• Genetic And Environmental Effects On Developmental Timing, Otolith Formation, And Gill Raker Development In Pink Salmon From Auke Creek, Alaska

      Oxman, Dion; Gharrett, Anthony; Milo, Adkison,; Cailliet, Gregor; Hagen, Peter; Smoker, William (2012)
      To determine how inheritance, environment, and hybridization influenced developmental timing, otolith formation, and gill raker development in pink salmon (Oncorhynchus gorbuscha), full and half-sibling families from Auke Creek, Alaska and third generation outbred hybrids between Auke Creek females and Pillar Creek males from Kodiak Island, Alaska (1,000 km distant) were incubated in ambient, chilled, and warmed water. Variation in development time of embryos from the odd-year broodline was primarily influenced by additive genetic factors, whereas no genetic effect was detected in the even-year run. No genotype-by environment (GxE) effects were associated with sires or families in either broodline, indicating that the observed variation in development time was likely the result of phenotypic plasticity. Hybridization (outbreeding) significantly prolonged development time in both broodlines, indicating that the phenotypic effects of outbreeding can last at least three generations.

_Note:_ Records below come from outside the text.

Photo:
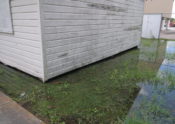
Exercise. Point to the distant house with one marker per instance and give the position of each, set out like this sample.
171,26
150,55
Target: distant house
164,7
46,38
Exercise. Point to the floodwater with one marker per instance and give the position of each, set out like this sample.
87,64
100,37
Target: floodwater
155,103
134,87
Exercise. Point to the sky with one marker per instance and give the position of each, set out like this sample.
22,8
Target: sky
173,10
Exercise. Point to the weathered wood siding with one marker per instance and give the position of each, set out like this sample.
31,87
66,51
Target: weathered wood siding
80,32
23,48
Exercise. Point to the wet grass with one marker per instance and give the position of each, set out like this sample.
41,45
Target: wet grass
101,93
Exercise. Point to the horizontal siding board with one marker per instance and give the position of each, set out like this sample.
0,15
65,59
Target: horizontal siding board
23,49
80,32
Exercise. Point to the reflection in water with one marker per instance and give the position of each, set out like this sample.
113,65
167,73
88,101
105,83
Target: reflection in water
155,103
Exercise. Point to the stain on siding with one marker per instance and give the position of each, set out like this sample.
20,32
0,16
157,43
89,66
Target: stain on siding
106,7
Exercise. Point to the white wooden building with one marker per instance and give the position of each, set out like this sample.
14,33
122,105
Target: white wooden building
46,38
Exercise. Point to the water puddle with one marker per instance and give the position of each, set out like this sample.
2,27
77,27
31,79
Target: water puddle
155,103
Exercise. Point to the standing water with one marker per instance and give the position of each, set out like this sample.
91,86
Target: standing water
155,103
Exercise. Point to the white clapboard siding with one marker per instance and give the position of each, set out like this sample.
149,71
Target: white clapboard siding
79,32
23,48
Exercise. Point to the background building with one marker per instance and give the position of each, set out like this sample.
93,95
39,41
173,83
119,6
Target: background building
164,7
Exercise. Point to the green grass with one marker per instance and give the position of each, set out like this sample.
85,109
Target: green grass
101,93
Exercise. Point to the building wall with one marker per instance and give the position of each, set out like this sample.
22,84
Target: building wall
23,48
79,32
159,6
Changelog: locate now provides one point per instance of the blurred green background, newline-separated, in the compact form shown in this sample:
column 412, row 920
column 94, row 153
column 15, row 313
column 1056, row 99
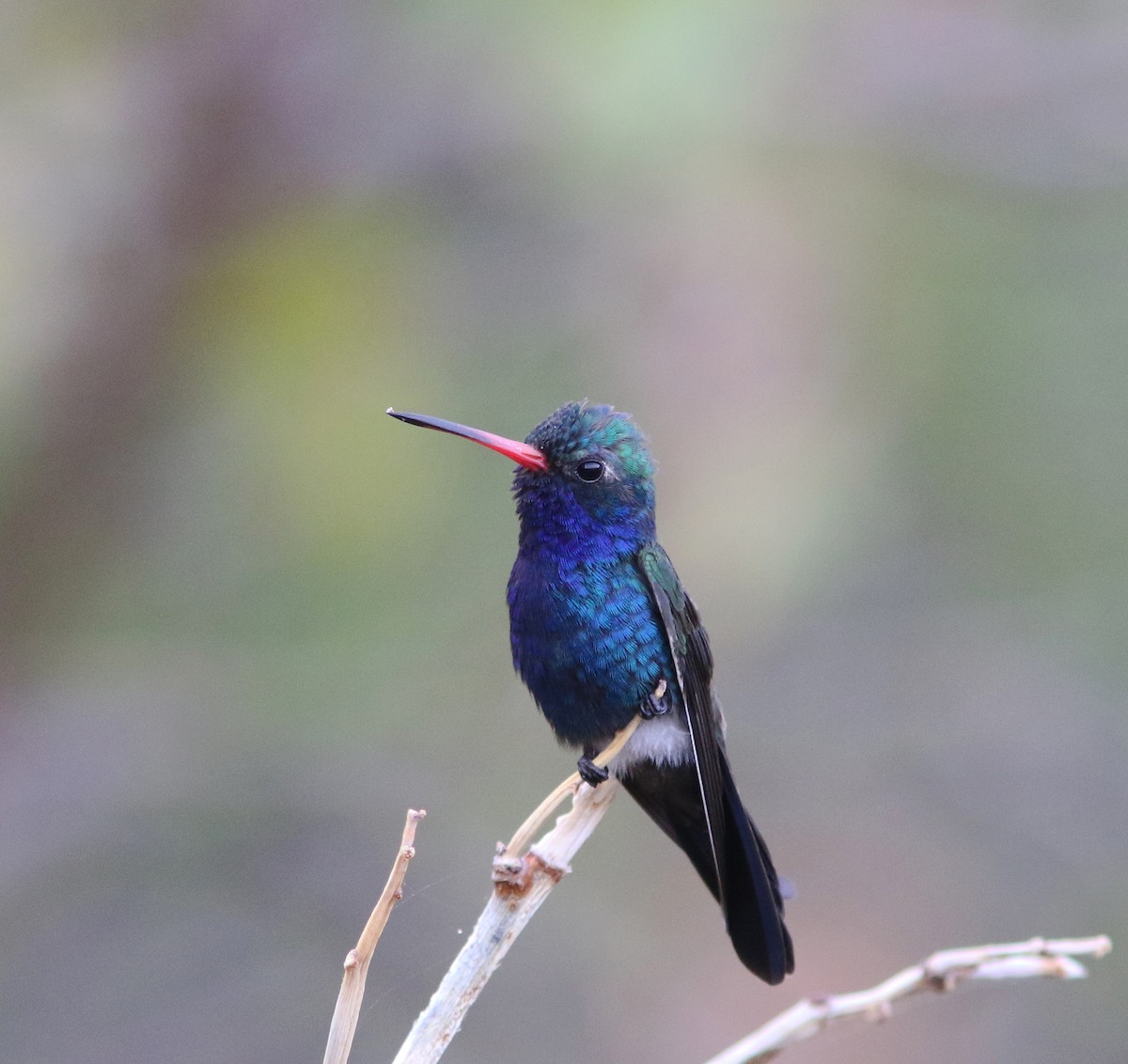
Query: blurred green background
column 858, row 270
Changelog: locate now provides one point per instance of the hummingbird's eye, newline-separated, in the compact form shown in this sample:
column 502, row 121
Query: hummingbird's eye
column 590, row 471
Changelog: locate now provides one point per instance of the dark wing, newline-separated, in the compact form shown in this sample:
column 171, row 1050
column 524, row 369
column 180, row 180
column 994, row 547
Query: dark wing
column 693, row 664
column 742, row 873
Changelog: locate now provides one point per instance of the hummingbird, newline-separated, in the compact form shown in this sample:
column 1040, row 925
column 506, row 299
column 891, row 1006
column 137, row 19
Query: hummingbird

Early otolith development was genetically conserved and canalized, but the phenotypic expression of these genes is plastic and strongly influenced by environmental factors. There was no evidence that local adaptation or outbreeding influenced otolith morphology or shape. Otoliths from fish exposed to thermal stress were bilaterally asymmetrical, whereas the bilateral symmetry of otoliths from outbred fish exhibited evidence of heterosis because they were more symmetrical than their native counterparts. Unlike development time and otoliths, gill raker development was linear and consistently stable in the face of both hybridization and environmental stress. These results make it clear that different biological attributes respond to genetic control and stress in different ways.